Я несколько протрезвел и сказал честно:
- Хван! Я от тебя протрезвел. Давай выпьем?
- Д-д-давай!.. За что?
- За стокеров! Но я уточню твой замечательный образ.
- Разрешаю, - сказал мой друг. - Вот почему я первый, а ты после меня.
- П-п-почему?
- Я создаю новые образы, а ты уточняешь.
- Я в Америку не ездил, - с достоинством ответил я. - И на сто девяносто девять долларов купил бы ребенку жвачки.
- Уел, - с тяжелым вздохом проговорил Хван. - Кстати, тебе подвенечное платье не требуется?
- Нет, - твердо ответил я. - А требуется твое внимание.
- Я весь внимание. Только поправь мне очки.
Я выполнил просьбу товарища по нашей трудной профессии, а после поднял тост за нас. Стокеров, или как там их? Мы те, кто сумел сохранить себя в больном пространстве, на свалке цивилизации. Нас мало, но мы есть, мы занимаемся грязной, отвратительной, золотарной работой: мы по силе своих возможностей очищаем человеческие души от нечистот безумных идей, от паразитической лжи, от каждодневного предательства себя. Мы свободны, нам нечего терять, кроме своих душ, мы опасны для двуглавой власти. Пока есть мы, занимающиеся черной работой по спасению душ, власть будет чувствовать себя ущербной, оскорбленной, дутой и распущенной, как потаскухи на Тверской-ебской.
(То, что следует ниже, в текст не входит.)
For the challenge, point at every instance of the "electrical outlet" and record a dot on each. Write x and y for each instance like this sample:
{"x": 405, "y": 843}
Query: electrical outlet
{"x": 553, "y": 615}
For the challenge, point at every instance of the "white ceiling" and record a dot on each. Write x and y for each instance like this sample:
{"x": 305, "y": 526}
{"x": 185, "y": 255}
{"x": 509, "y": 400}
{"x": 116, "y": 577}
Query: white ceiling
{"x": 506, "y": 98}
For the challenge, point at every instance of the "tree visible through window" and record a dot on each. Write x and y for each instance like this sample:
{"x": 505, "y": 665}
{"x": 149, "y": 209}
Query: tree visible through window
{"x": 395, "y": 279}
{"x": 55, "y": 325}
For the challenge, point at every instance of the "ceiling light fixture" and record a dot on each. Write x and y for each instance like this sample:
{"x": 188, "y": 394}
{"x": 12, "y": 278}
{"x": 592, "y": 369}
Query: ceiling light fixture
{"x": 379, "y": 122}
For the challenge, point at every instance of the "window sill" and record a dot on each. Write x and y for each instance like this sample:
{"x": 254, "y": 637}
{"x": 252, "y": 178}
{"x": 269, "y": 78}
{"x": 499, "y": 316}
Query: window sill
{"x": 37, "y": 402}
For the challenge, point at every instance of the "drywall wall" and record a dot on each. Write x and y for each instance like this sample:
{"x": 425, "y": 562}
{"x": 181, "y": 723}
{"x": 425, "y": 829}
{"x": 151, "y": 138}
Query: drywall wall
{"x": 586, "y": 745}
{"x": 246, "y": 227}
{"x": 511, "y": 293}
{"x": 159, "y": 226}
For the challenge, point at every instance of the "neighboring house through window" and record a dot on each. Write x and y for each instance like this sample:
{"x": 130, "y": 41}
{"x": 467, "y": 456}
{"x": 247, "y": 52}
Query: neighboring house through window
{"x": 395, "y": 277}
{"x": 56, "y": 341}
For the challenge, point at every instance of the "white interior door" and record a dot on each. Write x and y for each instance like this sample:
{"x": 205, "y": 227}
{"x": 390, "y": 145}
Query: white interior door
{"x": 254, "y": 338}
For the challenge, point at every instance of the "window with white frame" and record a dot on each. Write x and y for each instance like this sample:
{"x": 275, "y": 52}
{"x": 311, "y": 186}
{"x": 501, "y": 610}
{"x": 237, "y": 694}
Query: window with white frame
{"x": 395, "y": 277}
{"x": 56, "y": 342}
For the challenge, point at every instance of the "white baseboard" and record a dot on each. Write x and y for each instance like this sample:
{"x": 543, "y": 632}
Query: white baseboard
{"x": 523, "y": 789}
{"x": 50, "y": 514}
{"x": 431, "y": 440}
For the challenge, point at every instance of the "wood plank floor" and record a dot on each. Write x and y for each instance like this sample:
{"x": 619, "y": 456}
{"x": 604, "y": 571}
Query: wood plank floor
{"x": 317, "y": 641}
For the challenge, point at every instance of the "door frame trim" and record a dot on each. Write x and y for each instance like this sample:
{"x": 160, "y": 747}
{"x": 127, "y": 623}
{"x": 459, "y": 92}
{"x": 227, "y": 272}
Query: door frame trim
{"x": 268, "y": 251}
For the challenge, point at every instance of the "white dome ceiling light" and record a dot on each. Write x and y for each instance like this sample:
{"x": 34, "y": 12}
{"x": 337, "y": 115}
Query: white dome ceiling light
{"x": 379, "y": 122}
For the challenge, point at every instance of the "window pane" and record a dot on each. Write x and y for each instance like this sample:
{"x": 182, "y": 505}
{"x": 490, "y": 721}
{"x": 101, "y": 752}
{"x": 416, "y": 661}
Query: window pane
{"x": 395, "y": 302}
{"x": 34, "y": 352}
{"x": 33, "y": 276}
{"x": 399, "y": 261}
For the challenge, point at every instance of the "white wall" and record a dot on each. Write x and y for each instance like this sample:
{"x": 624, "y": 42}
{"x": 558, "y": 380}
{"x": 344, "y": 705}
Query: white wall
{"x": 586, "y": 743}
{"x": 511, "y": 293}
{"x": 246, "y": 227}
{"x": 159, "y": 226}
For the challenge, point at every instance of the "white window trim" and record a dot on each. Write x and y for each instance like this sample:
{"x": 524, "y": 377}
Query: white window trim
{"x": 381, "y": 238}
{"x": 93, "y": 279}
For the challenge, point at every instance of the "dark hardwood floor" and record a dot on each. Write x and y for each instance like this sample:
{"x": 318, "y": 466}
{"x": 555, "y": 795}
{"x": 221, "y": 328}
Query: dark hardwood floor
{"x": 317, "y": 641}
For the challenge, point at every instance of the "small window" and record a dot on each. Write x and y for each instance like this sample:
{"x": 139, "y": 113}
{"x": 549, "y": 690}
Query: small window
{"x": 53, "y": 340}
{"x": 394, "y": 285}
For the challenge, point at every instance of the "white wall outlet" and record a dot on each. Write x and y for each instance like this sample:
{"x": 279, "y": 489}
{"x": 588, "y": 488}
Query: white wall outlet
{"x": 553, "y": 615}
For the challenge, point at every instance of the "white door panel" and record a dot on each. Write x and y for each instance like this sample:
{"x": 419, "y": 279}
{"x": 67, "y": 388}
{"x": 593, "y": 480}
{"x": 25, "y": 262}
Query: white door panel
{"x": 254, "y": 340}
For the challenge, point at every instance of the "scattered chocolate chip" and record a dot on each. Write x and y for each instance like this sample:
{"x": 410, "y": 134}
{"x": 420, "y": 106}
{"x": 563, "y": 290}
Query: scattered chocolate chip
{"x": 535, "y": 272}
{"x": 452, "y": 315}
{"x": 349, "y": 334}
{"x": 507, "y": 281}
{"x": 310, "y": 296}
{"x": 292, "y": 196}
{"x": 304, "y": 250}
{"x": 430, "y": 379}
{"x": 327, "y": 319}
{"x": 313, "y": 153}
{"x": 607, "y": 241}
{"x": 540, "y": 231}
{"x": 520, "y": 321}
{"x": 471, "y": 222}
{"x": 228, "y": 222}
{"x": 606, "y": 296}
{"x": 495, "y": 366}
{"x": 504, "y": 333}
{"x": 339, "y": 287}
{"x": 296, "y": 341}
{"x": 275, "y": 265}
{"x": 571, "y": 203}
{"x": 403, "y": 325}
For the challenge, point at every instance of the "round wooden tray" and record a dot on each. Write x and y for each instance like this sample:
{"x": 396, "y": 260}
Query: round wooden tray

- От-т-тличная речь! - сказал Хван, тоже протрезвев. - Мы оба с тобой первые. И последние!..
И мы выпили за себя и своих героев, мужественно сражающихся до последнего своего смертного часа.
- ..."Три танкиста, три веселых друга, экипаж машины боевой!" - песня времен Великой Победы билась в тесной рубке Т-34, рвалась через открытый люк к светлому, но вечереющему летнему небу.